The form of \(c(\delta _{m,T})\) will, in general, depend on the type of a Gaussian process that is being considered. In the following corollaries we present more explicit versions of the statements from Theorem 2 for the two choices of \(\mathbbm{P}\): scaled Brownian motion \(\sigma W\), with \(\sigma >0\); and, the Ornstein–Uhlenbeck process. Without loss of generality we centre the latter at 0:

$$\begin{aligned} \mathrm {d}X_t = -\theta X_t\mathrm {d}t + \sigma \mathrm {d}W_t,\quad X_0=x_0,\quad t\in [0,T]. \end{aligned}$$

(12)

Corollary 1

If \(\mathbbm{P}\) is the law of a scaled Brownian motion \(\sigma W\), \(\sigma > 0\), then:

$$\begin{aligned} \rho _{m,T} = \cos ^2\left( \frac{\pi }{m+1}\right) , \quad \rho _{\texttt {rand}} = \left[ \frac{ m - 1 + \cos \left( \frac{\pi }{m+1} \right) }{m} \right] ^m. \end{aligned}$$

In particular, independently of T, as \(m\rightarrow \infty\)

$$\begin{aligned} \rho _{m,T} = 1-\left( \frac{\pi }{m+1}\right) ^2+\mathcal {O}(m^{-4}), \qquad \rho _{\texttt {rand}} = 1-\frac{1}{2}\left( \frac{\pi }{m+1}\right) ^2+\mathcal {O}(m^{-4}). \end{aligned}$$

Corollary 2

If \(\mathbbm{P}\) is the law of the Ornstein–Uhlenbeck process (12), then:

$$\begin{aligned} \rho _{m,T} = \cos ^2\left( \frac{\pi }{m+1}\right) {{\,\mathrm{sech}\,}}^2(\theta \delta _{m,T}), \quad \rho _{\texttt {rand}} = \left[ \frac{ m - 1 + \cos \left( \frac{\pi }{m+1}\right) {{\,\mathrm{sech}\,}}(\theta \delta _{m,T}) }{m} \right] ^m. \end{aligned}$$

In particular, when \(\delta _{m,T}=\delta\) is set to a constant, as \(m,T\rightarrow \infty\):

$$\begin{aligned} \rho _{m,T}&= {{\,\mathrm{sech}\,}}^2(\theta \delta )\left[ 1-\left( \frac{\pi }{m+1}\right) ^2+\mathcal {O}(m^{-4})\right] ,\\ \rho _{\texttt {rand}}&= e^{{{\,\mathrm{sech}\,}}(\theta \delta )-1}\left[ 1-\frac{(1-{{\,\mathrm{sech}\,}}(\theta \delta ))^2}{2(m+1)}+\mathcal {O}(m^{-2})\right] . \end{aligned}$$

Remark 4

Results obtained by Pitt and Shephard (1999), who studied the discrete-time first-order autoregressive process \(\alpha _t = \phi \alpha _{t-1} + \eta _t\), \(\eta _t \sim \mathcal {N}(0,\sigma ^2)\), observed with Gaussian noise, are closely related to Corollaries 1 and 2. In the context of their model, where \(c(\delta _{m,T}) = \phi /(1+\phi ^2)\), they derive the expression (11) for \(\rho _{m,T}\) as well as bounds on \(\rho _{m,T}\) which exhibit the same asymptotic behaviour as in Corollary 2.

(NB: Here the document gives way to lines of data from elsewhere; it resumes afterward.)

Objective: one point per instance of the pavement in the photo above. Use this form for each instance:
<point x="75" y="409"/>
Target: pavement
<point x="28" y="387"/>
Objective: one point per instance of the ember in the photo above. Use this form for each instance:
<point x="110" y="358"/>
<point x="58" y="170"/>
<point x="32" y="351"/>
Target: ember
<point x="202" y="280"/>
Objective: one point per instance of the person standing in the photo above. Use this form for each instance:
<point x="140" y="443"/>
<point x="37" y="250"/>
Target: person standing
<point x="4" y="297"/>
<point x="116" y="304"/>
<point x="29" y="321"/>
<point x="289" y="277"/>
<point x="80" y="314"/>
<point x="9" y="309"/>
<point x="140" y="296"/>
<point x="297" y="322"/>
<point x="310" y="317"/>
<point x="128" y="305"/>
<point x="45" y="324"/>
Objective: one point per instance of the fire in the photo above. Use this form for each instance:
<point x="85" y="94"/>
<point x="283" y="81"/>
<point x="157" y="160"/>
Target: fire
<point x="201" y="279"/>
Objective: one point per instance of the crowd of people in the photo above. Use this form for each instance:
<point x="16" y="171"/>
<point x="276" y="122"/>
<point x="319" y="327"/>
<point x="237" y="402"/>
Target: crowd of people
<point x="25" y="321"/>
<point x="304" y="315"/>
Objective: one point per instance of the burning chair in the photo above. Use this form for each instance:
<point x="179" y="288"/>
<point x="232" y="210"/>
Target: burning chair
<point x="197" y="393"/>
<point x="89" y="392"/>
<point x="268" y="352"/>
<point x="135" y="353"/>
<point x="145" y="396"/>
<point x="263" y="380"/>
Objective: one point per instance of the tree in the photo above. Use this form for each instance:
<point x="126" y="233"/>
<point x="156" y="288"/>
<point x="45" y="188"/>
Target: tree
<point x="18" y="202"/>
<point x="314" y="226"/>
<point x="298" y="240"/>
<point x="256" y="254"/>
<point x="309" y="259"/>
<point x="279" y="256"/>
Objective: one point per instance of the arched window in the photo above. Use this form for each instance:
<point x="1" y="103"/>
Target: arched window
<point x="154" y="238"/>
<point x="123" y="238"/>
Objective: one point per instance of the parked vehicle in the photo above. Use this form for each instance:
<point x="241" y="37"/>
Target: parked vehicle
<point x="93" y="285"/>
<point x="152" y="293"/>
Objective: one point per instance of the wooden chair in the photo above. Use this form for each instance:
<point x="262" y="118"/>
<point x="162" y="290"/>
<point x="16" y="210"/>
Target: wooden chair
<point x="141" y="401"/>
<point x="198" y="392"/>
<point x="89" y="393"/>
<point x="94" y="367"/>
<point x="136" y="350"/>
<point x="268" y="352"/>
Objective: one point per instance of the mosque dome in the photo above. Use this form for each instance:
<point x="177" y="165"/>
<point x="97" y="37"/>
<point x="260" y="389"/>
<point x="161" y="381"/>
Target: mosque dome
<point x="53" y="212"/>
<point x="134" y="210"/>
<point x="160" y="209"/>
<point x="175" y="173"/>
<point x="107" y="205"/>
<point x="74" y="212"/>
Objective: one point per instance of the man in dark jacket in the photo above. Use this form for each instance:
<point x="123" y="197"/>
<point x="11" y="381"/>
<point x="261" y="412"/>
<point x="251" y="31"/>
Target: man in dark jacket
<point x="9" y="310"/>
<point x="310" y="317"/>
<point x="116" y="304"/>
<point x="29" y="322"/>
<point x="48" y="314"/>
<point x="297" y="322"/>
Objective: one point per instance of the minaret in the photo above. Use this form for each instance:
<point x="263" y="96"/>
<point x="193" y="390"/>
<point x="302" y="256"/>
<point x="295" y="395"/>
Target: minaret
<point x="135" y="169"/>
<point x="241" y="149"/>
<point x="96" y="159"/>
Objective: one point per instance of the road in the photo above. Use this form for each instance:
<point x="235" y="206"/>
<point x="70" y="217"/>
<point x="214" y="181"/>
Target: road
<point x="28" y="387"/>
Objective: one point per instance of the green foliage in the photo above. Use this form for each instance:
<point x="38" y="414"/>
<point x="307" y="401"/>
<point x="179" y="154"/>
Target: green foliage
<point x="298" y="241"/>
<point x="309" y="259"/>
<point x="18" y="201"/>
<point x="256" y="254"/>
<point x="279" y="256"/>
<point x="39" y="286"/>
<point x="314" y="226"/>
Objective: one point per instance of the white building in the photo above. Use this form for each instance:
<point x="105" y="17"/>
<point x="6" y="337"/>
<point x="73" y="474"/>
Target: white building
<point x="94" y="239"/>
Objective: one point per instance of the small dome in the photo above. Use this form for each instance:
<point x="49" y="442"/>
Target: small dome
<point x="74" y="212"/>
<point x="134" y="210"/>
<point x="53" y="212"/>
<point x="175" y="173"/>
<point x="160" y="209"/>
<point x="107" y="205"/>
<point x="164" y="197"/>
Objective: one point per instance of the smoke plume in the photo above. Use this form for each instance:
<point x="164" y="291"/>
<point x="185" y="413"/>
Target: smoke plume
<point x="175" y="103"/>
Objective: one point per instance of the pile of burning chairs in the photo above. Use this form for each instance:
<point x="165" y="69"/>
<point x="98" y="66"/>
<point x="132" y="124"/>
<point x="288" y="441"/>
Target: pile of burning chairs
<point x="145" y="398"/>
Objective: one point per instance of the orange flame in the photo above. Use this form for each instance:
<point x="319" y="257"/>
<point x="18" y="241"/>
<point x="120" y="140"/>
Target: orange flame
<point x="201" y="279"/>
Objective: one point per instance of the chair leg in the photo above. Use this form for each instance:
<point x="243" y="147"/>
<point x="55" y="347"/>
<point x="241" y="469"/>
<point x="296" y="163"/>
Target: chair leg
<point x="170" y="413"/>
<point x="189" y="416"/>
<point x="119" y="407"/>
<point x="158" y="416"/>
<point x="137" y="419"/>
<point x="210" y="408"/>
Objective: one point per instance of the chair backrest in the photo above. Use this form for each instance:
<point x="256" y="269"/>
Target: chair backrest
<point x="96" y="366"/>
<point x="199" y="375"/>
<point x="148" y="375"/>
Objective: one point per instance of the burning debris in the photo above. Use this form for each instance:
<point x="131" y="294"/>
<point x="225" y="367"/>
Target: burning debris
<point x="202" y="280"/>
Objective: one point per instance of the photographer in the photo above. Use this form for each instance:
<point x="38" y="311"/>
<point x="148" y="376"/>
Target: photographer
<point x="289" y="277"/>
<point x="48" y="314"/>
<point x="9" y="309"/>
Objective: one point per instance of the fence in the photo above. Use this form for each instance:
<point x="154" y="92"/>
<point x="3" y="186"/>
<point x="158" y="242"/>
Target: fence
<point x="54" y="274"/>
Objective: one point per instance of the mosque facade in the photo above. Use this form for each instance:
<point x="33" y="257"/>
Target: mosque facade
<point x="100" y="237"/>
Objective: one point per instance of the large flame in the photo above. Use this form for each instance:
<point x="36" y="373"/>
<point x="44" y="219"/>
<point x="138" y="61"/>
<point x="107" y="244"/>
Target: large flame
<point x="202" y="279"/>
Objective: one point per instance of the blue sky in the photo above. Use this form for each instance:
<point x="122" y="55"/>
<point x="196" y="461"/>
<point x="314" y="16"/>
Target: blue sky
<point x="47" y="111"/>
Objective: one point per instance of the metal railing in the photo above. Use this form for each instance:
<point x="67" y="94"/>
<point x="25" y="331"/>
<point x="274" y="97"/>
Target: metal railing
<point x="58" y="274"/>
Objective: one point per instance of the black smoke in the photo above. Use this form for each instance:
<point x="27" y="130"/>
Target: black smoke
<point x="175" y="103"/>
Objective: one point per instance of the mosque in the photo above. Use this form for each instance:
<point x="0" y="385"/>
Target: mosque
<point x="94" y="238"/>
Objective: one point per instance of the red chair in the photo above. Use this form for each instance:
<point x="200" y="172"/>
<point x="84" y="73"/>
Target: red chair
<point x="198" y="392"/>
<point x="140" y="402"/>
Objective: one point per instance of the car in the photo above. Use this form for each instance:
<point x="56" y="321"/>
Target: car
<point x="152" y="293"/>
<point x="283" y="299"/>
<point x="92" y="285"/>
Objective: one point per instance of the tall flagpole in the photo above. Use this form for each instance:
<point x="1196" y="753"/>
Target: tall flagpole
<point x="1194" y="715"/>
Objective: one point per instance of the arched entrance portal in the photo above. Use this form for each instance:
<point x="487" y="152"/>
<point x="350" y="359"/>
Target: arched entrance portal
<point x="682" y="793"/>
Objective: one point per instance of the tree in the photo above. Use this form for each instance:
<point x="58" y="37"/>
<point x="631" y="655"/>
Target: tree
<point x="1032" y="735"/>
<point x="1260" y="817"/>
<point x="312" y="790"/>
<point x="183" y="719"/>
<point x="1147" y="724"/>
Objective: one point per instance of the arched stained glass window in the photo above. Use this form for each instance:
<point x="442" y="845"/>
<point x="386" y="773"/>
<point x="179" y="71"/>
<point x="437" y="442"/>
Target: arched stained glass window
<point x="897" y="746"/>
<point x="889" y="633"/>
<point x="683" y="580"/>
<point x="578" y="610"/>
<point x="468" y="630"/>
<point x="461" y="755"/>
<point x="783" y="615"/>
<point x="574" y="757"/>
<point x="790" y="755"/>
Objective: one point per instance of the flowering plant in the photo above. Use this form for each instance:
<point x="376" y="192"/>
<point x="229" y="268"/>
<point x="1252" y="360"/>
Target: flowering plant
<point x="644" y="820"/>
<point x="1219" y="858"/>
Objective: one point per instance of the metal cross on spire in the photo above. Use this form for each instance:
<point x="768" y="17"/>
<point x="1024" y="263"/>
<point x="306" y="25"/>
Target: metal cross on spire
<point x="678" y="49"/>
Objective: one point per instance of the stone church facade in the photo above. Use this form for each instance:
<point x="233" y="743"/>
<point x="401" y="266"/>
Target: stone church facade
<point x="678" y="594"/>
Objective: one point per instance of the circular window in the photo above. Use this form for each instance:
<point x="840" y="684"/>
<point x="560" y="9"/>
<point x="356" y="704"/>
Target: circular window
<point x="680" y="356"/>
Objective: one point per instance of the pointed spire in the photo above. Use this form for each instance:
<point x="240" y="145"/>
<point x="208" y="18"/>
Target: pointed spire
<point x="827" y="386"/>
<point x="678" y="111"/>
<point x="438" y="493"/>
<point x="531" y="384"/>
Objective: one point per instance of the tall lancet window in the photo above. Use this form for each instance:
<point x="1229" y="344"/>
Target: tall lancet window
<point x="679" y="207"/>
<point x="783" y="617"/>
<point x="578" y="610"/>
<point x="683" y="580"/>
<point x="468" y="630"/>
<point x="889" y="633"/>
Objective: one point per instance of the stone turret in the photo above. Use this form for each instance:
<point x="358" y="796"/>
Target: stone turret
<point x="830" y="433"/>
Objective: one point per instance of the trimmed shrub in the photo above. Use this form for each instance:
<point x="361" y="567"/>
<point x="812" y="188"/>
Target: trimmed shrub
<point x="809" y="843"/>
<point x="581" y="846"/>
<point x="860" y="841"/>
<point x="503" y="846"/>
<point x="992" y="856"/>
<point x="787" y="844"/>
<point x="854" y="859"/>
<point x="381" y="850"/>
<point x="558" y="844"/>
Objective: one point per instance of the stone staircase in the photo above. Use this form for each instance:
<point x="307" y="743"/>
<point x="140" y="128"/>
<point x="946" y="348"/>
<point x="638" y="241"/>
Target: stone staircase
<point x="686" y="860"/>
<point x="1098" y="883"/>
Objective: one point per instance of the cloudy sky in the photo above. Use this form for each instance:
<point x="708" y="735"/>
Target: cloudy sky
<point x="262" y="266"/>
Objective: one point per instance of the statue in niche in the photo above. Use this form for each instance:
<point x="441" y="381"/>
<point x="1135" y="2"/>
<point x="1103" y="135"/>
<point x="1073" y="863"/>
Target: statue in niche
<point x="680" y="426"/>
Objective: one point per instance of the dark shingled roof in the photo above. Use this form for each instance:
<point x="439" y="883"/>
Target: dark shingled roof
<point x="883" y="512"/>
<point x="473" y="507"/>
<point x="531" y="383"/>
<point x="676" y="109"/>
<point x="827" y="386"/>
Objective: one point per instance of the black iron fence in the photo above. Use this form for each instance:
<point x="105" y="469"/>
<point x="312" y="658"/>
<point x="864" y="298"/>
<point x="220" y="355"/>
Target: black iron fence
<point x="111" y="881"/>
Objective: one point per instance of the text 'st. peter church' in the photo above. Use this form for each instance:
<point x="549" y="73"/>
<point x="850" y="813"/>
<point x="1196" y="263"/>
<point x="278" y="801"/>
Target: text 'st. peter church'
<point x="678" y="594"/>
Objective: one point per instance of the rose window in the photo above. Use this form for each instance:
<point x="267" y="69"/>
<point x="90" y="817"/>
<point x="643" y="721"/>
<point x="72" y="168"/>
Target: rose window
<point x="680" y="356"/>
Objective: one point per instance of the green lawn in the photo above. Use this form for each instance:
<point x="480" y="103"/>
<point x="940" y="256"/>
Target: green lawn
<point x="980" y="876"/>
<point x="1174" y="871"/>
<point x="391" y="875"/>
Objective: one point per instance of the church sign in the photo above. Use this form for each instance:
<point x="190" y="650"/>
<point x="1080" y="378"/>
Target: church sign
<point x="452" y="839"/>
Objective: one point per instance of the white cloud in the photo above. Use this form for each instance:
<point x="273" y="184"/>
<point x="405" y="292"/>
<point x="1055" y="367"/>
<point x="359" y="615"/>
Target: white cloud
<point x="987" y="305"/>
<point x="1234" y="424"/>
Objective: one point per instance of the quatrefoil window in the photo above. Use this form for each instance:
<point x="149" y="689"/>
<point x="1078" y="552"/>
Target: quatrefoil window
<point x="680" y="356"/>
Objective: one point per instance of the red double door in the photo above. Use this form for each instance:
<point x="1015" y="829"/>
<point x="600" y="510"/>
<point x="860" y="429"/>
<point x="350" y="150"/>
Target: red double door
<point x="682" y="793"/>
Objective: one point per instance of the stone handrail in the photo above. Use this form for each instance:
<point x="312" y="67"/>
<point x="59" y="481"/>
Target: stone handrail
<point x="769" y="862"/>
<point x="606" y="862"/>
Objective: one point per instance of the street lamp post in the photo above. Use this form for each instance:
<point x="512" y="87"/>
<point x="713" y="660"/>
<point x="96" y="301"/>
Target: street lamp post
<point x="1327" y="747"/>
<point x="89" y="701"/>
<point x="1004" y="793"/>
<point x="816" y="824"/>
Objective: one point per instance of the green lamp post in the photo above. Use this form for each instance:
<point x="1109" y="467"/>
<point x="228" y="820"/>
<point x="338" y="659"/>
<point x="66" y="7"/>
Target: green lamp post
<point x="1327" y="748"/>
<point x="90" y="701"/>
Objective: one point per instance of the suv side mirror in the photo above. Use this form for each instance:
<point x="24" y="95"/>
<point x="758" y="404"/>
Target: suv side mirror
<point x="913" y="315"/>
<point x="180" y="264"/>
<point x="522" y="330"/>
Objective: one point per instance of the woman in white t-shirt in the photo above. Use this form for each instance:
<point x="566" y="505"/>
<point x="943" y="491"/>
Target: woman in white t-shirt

We can now combine the above results with (7) to find the relaxation time:

Theorem 3

Suppose we use one of the checkerboard, lexicographic, and random updating schemes. If \(\mathbbm{P}\) is the law of a scaled Brownian motion \(\sigma W\), then we have:

$$\begin{aligned} \mathcal {T}(m)=\mathcal {O}(m^2), \qquad m\rightarrow \infty . \end{aligned}$$

If \(\mathbbm {P}\) is the law of the Ornstein–Uhlenbeck process in (12), and additionally the sequence T(m) is chosen so that \(m=c_1T\) for some constant \(c_1>0\), then we have:

$$\begin{aligned} \mathcal {T}(m)=\mathcal {O}(1), \qquad m\rightarrow \infty . \end{aligned}$$

Remark 5

Note that if \(\mathbbm{P}\) is the law of the Ornstein–Uhlenbeck process in (12) then Theorem 3 holds for only the sequence T(m) where \(m=c_1T\), but in the case of scaled Brownian motion there is no such constraint; see Remark 1.

Remark 6

From the proof of Theorem 3, one can show that for the Ornstein–Uhlenbeck process (12):

$$\begin{aligned} \mathcal {T}(m) = -\frac{1}{\log (\rho _{m,T})}\rightarrow -\frac{1}{2\log ({{\,\mathrm{sech}\,}}(\theta \delta ))}, \qquad m\rightarrow \infty . \end{aligned}$$

This provides insight into the influence of \(\theta\) and \(\delta\) on mixing.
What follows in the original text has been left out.